Другой бы открыл огонь. Но не Аскер, у него нервы были крепче – он просто продолжил подниматься по лестнице.
– Салам алейкум, аскер… – сказал моджахед, затягиваясь козьей ногой. Судя по запаху – в козьей ноге был отнюдь не табак.
Сам того не зная, моджахед назвал Сашку Борецкова точно так же, как и его покойный крестный, полковник по Адмиралтейству Багаутдинов, – Аскером. Теперь он был дважды крещеный – и командиром и врагом.
– Ва алейкум ас салам, эфенди… – почтительно ответил Аскер на том же языке, поднимаясь по ступенькам.
– Где пулемет взял, аскер? – спросил моджахед, кивая на ручной пулемет и на короба на ремнях, которые Сашка тащил на себе.
– Там, внизу…
– Это хорошо… – Зрачки моджахеда уже расширились от воздействия наркотика. – Хвала Аллаху, сегодня мы хорошо повоевали, убили много русских собак. И Иншаллах завтра убьем еще больше…
– Да… – сказал Аскер.
Он был уже совсем близко – и даже одурманенный наркотиком моджахед почувствовал неладное. Его глаза сузились, он подозрительно посмотрел на стоящего рядом молодого, бородатого парнишку, совсем не чувствующего тяжелого груза на плече.
– Э, бача… а ты откуда? Тебя Салимбек послал? Ты из отряда Салимбека?
– Я – русский.
Моджахед осел, булькая перерезанным горлом. Аскер метнулся в дверь, откуда он появился, перехватывая автомат.

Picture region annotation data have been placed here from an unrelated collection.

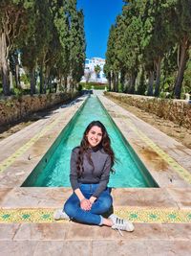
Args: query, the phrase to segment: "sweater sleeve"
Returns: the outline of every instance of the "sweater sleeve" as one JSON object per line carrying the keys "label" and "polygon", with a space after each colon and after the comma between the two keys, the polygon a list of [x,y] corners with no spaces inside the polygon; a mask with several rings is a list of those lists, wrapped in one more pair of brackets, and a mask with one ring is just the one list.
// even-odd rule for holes
{"label": "sweater sleeve", "polygon": [[77,169],[76,169],[76,160],[77,160],[77,152],[73,150],[71,154],[71,173],[70,173],[70,181],[73,190],[79,188],[79,184],[77,181]]}
{"label": "sweater sleeve", "polygon": [[93,194],[93,197],[98,198],[100,194],[106,189],[110,177],[111,164],[111,157],[108,155],[100,177],[99,186]]}

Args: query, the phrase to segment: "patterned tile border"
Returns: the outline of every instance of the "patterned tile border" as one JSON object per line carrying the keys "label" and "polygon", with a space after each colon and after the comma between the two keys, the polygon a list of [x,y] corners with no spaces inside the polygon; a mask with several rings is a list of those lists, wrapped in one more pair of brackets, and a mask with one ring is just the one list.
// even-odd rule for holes
{"label": "patterned tile border", "polygon": [[150,148],[152,148],[164,161],[166,161],[182,179],[184,179],[188,184],[191,184],[191,174],[186,169],[178,164],[178,162],[176,162],[165,151],[163,151],[159,147],[158,147],[142,131],[137,128],[137,127],[130,120],[127,120],[125,118],[124,121],[128,124],[128,127],[133,129],[136,134]]}
{"label": "patterned tile border", "polygon": [[[54,222],[55,209],[0,209],[0,223]],[[191,223],[191,209],[117,207],[115,214],[133,222]],[[67,221],[59,221],[67,222]]]}

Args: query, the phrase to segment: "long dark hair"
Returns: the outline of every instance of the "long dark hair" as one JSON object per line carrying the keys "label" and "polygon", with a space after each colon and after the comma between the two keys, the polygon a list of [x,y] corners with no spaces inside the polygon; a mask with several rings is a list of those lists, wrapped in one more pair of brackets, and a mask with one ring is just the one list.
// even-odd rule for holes
{"label": "long dark hair", "polygon": [[[97,145],[96,147],[103,149],[104,151],[110,155],[111,162],[112,162],[111,167],[113,167],[113,165],[115,163],[115,153],[114,153],[114,151],[111,147],[111,140],[110,140],[110,137],[108,135],[108,132],[107,132],[104,125],[99,121],[93,121],[86,128],[86,129],[83,133],[83,138],[82,138],[80,146],[79,146],[78,156],[77,156],[77,161],[76,161],[77,176],[78,177],[81,176],[83,175],[83,172],[84,172],[83,156],[84,156],[85,152],[87,153],[87,158],[88,158],[89,163],[93,166],[93,168],[95,168],[94,163],[93,163],[92,158],[91,158],[90,151],[88,151],[90,145],[89,145],[89,142],[88,142],[88,139],[86,136],[88,134],[89,130],[93,127],[98,127],[101,128],[101,131],[102,131],[102,139],[101,139],[99,145]],[[111,172],[114,172],[114,170],[112,168],[111,168]]]}

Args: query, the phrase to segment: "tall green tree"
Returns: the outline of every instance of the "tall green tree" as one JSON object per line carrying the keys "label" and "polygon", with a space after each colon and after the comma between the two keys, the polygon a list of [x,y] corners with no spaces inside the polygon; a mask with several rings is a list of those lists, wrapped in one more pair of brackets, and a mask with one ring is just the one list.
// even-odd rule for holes
{"label": "tall green tree", "polygon": [[191,45],[191,0],[177,0],[176,21],[175,36],[179,42],[179,51],[174,95],[180,99]]}
{"label": "tall green tree", "polygon": [[0,2],[0,68],[4,95],[10,95],[9,56],[20,37],[27,36],[33,0],[2,0]]}

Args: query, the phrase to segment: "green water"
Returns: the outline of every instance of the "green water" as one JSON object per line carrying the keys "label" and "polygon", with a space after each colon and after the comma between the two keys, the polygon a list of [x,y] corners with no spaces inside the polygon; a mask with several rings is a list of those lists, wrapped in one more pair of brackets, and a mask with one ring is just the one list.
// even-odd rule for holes
{"label": "green water", "polygon": [[116,188],[156,187],[148,171],[135,154],[120,131],[106,114],[96,97],[90,97],[77,117],[72,121],[65,132],[59,136],[56,147],[32,171],[23,186],[34,187],[70,187],[70,157],[72,149],[78,146],[82,134],[93,120],[99,120],[106,127],[112,147],[117,158],[111,175],[109,186]]}

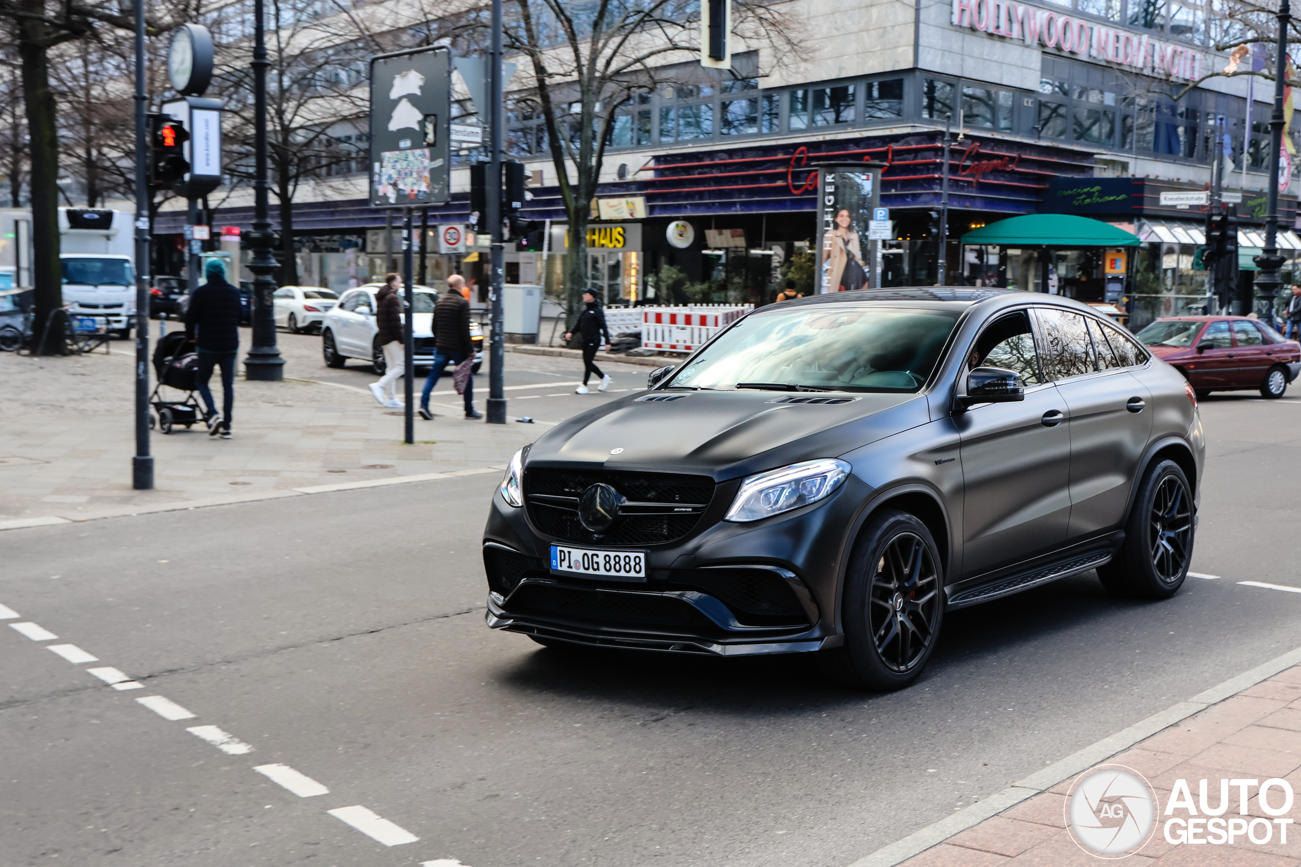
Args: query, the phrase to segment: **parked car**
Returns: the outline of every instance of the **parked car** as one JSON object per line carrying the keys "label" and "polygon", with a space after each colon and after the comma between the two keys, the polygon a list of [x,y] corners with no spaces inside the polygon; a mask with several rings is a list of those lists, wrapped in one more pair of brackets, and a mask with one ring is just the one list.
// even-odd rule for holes
{"label": "parked car", "polygon": [[183,312],[181,299],[187,291],[185,277],[155,277],[150,286],[150,318],[160,318],[164,313],[180,317]]}
{"label": "parked car", "polygon": [[896,689],[946,611],[1093,569],[1174,595],[1203,458],[1192,387],[1079,302],[785,302],[514,455],[487,621],[548,646],[817,651]]}
{"label": "parked car", "polygon": [[276,307],[276,325],[298,334],[320,330],[321,321],[336,304],[338,294],[319,286],[281,286],[271,296]]}
{"label": "parked car", "polygon": [[1159,318],[1138,339],[1183,373],[1198,398],[1246,389],[1281,398],[1301,372],[1301,343],[1245,316]]}
{"label": "parked car", "polygon": [[[384,374],[384,352],[375,344],[375,335],[379,328],[375,325],[375,292],[380,291],[384,283],[367,283],[350,289],[338,299],[338,304],[325,313],[321,320],[321,355],[325,365],[332,368],[343,367],[349,359],[363,359],[369,361],[376,373]],[[438,291],[428,286],[415,286],[415,318],[412,330],[415,335],[415,367],[427,368],[433,364],[433,305],[438,299]],[[479,373],[483,365],[483,326],[470,321],[470,339],[475,344],[474,372]]]}

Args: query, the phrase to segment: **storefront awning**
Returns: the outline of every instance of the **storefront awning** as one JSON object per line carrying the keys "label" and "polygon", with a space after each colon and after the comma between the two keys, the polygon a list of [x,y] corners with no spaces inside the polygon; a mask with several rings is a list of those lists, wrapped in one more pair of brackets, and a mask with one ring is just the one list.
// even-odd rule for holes
{"label": "storefront awning", "polygon": [[1137,247],[1124,229],[1069,213],[1030,213],[1008,217],[963,235],[964,244],[1006,247]]}

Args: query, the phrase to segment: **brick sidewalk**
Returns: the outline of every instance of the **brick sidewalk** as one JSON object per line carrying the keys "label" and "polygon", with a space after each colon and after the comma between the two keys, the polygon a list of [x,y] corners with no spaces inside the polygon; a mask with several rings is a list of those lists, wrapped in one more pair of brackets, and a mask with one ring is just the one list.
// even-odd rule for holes
{"label": "brick sidewalk", "polygon": [[[1129,750],[1107,759],[1138,771],[1157,790],[1162,811],[1175,781],[1188,781],[1193,799],[1198,783],[1207,780],[1207,799],[1219,801],[1219,780],[1249,779],[1263,783],[1271,777],[1287,780],[1301,789],[1301,666],[1288,668],[1226,701],[1213,705],[1154,734]],[[1047,792],[954,835],[938,846],[903,862],[904,867],[1072,867],[1103,863],[1082,851],[1064,827],[1066,793],[1075,777]],[[1252,790],[1250,816],[1271,818],[1261,810]],[[1237,788],[1231,788],[1233,805],[1223,818],[1237,815]],[[1271,792],[1278,805],[1283,796]],[[1187,818],[1183,809],[1174,816]],[[1205,815],[1198,811],[1198,815]],[[1250,820],[1250,816],[1248,820]],[[1301,798],[1285,816],[1301,822]],[[1288,842],[1279,835],[1257,845],[1240,838],[1232,845],[1174,845],[1166,841],[1164,815],[1155,818],[1151,841],[1132,857],[1132,864],[1284,867],[1301,864],[1301,825],[1288,825]]]}

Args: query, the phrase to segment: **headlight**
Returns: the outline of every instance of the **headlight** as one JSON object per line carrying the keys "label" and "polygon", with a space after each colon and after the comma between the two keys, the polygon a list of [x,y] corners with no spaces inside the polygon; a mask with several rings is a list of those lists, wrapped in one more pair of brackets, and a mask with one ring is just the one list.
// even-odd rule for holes
{"label": "headlight", "polygon": [[[805,460],[758,476],[748,476],[725,521],[757,521],[830,497],[850,474],[850,464],[835,458]],[[505,489],[503,489],[505,490]]]}
{"label": "headlight", "polygon": [[501,480],[501,498],[516,507],[524,504],[523,486],[520,485],[520,478],[524,477],[524,448],[516,451],[510,459],[506,476]]}

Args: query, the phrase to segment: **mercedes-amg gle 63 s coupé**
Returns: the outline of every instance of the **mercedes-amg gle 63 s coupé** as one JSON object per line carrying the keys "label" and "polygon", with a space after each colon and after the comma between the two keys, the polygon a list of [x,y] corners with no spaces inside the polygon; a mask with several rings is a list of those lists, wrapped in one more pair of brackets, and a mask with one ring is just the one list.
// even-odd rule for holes
{"label": "mercedes-amg gle 63 s coup\u00e9", "polygon": [[1090,569],[1172,595],[1203,460],[1184,377],[1077,302],[774,304],[511,459],[487,620],[549,646],[817,651],[898,689],[946,611]]}

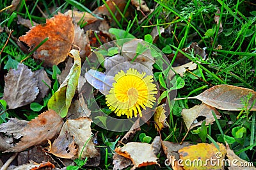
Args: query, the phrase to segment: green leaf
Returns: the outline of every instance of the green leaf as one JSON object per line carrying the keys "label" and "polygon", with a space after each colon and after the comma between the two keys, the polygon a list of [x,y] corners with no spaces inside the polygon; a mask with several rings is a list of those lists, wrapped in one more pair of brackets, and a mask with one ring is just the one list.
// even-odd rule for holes
{"label": "green leaf", "polygon": [[5,64],[4,69],[10,69],[10,68],[13,68],[16,69],[17,67],[18,66],[19,62],[17,61],[15,59],[13,59],[10,56],[8,56],[8,60],[6,62],[6,64]]}
{"label": "green leaf", "polygon": [[246,129],[244,127],[234,127],[232,130],[232,134],[235,138],[242,138],[246,132]]}
{"label": "green leaf", "polygon": [[232,144],[236,142],[235,138],[226,135],[224,135],[224,141],[227,142],[228,144]]}
{"label": "green leaf", "polygon": [[[176,76],[176,77],[178,77],[177,79],[173,79],[171,81],[171,83],[173,84],[173,87],[170,88],[170,90],[173,90],[173,89],[181,89],[185,86],[185,81],[181,78],[180,76]],[[174,82],[175,80],[176,79],[176,82]]]}
{"label": "green leaf", "polygon": [[7,22],[7,27],[10,27],[11,26],[12,23],[13,22],[13,20],[17,18],[17,13],[16,12],[13,12],[12,13],[11,17],[10,17],[8,22]]}
{"label": "green leaf", "polygon": [[30,104],[30,109],[35,112],[39,112],[44,108],[44,105],[40,105],[36,102],[33,102]]}
{"label": "green leaf", "polygon": [[1,99],[0,104],[2,105],[1,107],[3,109],[6,110],[7,109],[7,103],[4,100]]}
{"label": "green leaf", "polygon": [[143,143],[149,143],[152,140],[152,137],[150,136],[145,136],[143,137],[143,139],[142,141]]}
{"label": "green leaf", "polygon": [[153,38],[152,37],[152,35],[146,35],[144,36],[144,40],[145,42],[152,43],[153,43]]}
{"label": "green leaf", "polygon": [[206,138],[207,137],[207,128],[205,127],[205,120],[204,120],[201,125],[201,129],[198,134],[199,137],[203,143],[205,143]]}
{"label": "green leaf", "polygon": [[141,133],[139,135],[140,141],[143,143],[143,139],[147,135],[145,133]]}
{"label": "green leaf", "polygon": [[115,35],[117,40],[123,38],[136,38],[132,35],[123,29],[111,27],[108,30],[108,32]]}
{"label": "green leaf", "polygon": [[170,45],[166,45],[164,47],[163,47],[162,51],[163,53],[165,54],[171,54],[172,52],[171,47],[170,47]]}
{"label": "green leaf", "polygon": [[102,123],[103,125],[106,128],[107,127],[107,117],[106,116],[96,116],[94,118],[95,119],[98,119]]}
{"label": "green leaf", "polygon": [[71,50],[70,53],[74,58],[74,63],[64,82],[48,102],[48,109],[54,110],[61,118],[67,116],[81,73],[81,61],[79,51]]}
{"label": "green leaf", "polygon": [[164,91],[164,92],[162,93],[162,94],[161,94],[159,98],[158,98],[158,104],[159,104],[161,103],[161,102],[162,101],[163,99],[164,99],[164,98],[166,98],[167,97],[167,93],[168,91]]}
{"label": "green leaf", "polygon": [[161,86],[162,86],[163,88],[164,88],[166,89],[167,89],[166,84],[165,84],[164,79],[164,77],[163,77],[163,74],[162,73],[159,74],[159,76],[158,77],[158,79],[159,81]]}

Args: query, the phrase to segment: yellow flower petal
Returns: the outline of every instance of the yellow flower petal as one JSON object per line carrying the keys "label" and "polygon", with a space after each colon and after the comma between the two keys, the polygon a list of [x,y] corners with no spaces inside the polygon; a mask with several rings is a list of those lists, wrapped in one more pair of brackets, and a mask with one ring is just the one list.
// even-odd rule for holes
{"label": "yellow flower petal", "polygon": [[153,76],[146,75],[145,72],[140,73],[137,70],[130,68],[125,73],[118,72],[114,78],[115,82],[106,95],[106,103],[109,109],[117,116],[127,115],[132,118],[138,114],[142,116],[141,107],[152,108],[156,102],[154,97],[157,93],[156,86],[152,83]]}

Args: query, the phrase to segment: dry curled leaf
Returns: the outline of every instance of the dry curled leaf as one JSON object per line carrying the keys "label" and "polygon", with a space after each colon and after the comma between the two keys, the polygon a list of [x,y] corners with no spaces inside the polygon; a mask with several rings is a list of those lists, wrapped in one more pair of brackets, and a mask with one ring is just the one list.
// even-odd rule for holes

Боевиков в большом, пустом коридоре было шестеро, они били из окон, и только один из них смотрел в этот момент на дверь, возможно, что-то услышал или просто так получилось. Аскер нажал на спуск автомата и свалил моджахеда, смотрящего на дверь, а потом перерезал по спинам остальных, прежде чем они успели что-то понять. Моджахеды попадали у разбитого пулями витража, как колосья под серпом…
Дальше двадцатилетний боец действовал обдуманно, хладнокровно и смертоносно – точно так, как его учили. Первым делом он обезопасил позицию – заминировал гранатой труп моджахеда, еще одну мину-ловушку – она с лазерным детонатором – поставил в дверях, перевернул стол и поставил позади нее – чтобы вся взрывная волна ушла в коридор и ударила по тем, кто сунется на лестницу. Еще одной миной он обезопасил другой конец коридора, к ней привалил труп моджахеда – чтобы создать направленную ударную волну.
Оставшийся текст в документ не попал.